Responsible
Disclosure Policy
At Tools4ever, the security of our systems is very important to us. Despite our efforts to secure our systems, a weakness may still be present.
If you have discovered a weakness in one of our systems, we welcome your report so we can take action as quickly as possible. We would like to work with you to better protect our customers and our systems.
We ask that you:
Email your findings to [email protected].
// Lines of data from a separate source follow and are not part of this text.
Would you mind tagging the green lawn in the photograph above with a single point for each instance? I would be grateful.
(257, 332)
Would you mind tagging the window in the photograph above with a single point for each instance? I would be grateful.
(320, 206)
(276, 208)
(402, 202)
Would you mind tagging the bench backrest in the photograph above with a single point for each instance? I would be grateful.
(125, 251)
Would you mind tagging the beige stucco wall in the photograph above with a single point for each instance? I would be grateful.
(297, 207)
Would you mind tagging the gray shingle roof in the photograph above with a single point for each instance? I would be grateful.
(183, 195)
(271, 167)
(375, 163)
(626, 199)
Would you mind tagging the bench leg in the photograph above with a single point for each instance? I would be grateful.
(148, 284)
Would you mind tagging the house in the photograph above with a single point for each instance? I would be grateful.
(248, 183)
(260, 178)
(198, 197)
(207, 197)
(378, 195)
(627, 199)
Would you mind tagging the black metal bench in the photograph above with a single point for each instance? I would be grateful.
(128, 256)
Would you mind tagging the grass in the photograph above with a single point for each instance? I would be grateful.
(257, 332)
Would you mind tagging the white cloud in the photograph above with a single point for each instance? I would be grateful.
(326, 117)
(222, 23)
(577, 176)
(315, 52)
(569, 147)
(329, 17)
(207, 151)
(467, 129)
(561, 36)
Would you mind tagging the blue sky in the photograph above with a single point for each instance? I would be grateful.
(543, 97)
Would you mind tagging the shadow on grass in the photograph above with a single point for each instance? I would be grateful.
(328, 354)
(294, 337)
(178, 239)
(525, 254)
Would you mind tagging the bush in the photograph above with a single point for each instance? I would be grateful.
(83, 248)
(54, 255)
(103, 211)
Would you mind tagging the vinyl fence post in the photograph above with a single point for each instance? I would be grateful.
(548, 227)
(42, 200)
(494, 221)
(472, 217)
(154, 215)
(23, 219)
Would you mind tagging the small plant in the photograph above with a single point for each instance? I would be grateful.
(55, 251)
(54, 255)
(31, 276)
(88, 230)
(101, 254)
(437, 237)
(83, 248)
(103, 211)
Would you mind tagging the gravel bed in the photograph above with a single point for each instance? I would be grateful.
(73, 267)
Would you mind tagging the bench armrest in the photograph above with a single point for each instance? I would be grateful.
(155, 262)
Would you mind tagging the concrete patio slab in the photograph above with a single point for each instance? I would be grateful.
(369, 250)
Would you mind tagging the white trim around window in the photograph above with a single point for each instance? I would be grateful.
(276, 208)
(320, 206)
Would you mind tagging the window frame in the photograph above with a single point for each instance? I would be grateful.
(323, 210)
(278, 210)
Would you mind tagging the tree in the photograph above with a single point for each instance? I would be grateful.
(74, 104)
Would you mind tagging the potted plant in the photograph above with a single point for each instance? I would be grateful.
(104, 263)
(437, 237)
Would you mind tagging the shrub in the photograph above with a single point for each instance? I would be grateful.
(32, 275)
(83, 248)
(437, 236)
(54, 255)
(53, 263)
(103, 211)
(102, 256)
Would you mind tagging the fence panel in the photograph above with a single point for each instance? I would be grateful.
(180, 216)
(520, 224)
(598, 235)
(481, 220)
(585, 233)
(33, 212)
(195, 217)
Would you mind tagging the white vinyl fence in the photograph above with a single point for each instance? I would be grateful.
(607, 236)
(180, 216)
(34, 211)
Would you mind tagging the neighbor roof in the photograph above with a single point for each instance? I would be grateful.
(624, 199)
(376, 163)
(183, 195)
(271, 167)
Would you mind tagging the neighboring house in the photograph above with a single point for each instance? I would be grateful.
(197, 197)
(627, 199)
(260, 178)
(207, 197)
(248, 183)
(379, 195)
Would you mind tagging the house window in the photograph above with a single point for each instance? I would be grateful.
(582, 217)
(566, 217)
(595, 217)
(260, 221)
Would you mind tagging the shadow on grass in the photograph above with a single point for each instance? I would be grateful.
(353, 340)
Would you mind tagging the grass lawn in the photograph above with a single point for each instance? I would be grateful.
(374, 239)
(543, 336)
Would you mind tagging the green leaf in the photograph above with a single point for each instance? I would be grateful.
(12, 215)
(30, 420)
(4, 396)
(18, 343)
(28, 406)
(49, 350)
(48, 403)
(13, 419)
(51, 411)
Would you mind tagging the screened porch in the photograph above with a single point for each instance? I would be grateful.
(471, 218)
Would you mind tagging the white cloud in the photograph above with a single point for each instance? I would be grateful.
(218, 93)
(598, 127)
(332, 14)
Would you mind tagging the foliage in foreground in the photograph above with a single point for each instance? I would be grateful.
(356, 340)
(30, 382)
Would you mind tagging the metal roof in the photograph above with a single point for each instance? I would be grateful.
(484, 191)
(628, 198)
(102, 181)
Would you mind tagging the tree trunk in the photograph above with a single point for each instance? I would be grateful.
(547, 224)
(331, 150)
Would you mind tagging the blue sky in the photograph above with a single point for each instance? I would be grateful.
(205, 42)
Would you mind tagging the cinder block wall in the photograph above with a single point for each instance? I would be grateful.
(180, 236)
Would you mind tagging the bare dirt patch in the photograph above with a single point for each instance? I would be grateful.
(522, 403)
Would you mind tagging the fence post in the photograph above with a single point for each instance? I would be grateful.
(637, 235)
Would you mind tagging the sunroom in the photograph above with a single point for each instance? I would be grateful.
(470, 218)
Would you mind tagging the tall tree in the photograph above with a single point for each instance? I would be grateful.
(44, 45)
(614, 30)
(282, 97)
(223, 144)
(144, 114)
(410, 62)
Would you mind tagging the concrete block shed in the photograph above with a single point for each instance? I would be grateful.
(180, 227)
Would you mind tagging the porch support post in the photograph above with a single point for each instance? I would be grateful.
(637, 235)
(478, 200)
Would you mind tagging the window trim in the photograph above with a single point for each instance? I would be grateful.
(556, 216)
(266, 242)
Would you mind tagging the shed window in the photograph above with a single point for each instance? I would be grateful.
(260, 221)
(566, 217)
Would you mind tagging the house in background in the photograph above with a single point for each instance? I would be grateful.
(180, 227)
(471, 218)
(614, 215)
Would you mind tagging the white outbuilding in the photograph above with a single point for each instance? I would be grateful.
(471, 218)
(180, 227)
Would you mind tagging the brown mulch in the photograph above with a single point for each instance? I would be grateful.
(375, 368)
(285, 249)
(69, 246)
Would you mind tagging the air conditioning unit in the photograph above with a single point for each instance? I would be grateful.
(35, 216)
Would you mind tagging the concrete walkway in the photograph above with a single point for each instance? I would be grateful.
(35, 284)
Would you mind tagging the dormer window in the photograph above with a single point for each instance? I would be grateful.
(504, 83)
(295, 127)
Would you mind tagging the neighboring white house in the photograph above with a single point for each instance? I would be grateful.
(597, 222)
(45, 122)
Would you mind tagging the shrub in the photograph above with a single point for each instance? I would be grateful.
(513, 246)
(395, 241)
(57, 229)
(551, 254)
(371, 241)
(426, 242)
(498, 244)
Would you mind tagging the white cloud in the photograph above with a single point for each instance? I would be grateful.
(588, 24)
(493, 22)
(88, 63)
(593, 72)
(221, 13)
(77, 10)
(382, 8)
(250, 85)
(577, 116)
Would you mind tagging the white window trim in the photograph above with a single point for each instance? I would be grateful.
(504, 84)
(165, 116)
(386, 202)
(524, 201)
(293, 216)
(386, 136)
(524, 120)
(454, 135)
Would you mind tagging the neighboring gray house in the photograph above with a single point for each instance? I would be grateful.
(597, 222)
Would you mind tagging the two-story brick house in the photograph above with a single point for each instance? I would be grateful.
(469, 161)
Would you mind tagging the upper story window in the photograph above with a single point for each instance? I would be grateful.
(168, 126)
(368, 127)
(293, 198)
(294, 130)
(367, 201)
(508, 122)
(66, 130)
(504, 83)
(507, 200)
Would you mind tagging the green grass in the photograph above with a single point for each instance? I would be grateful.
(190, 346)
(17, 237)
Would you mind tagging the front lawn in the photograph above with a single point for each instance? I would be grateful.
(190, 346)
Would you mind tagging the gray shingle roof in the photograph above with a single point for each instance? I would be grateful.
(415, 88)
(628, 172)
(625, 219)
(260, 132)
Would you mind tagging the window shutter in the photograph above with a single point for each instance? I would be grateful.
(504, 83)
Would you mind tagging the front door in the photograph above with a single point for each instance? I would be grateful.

Do not exploit the issue by, for example, downloading more data than necessary to demonstrate the vulnerability, or viewing, deleting, or modifying third-party data,
Do not share the issue with others until it has been resolved, and delete any confidential data obtained through the vulnerability immediately after the vulnerability has been fixed,
Do not conduct attacks on physical security, social engineering, distributed denial of service, spam, or third-party applications, and
Provide sufficient information to reproduce the problem so we can resolve it as quickly as possible. Usually the IP address or URL of the affected system and a description of the vulnerability are sufficient, but for more complex vulnerabilities more may be required.
What we promise:
We will respond within 3 days to your report with our assessment of the report and an expected date for a fix,
If you have complied with the above conditions, we will not take legal action against you regarding the report,
We will treat your report confidentially and will not share your personal information with third parties without your consent unless necessary to comply with a legal obligation. Reporting under a pseudonym is possible,
We will keep you informed of the progress in resolving the issue,
In communications about the reported issue, we will, if you wish, credit you as the discoverer, and
We aim to resolve all issues as quickly as possible, and we would like to be involved in any publication about the issue after it has been resolved.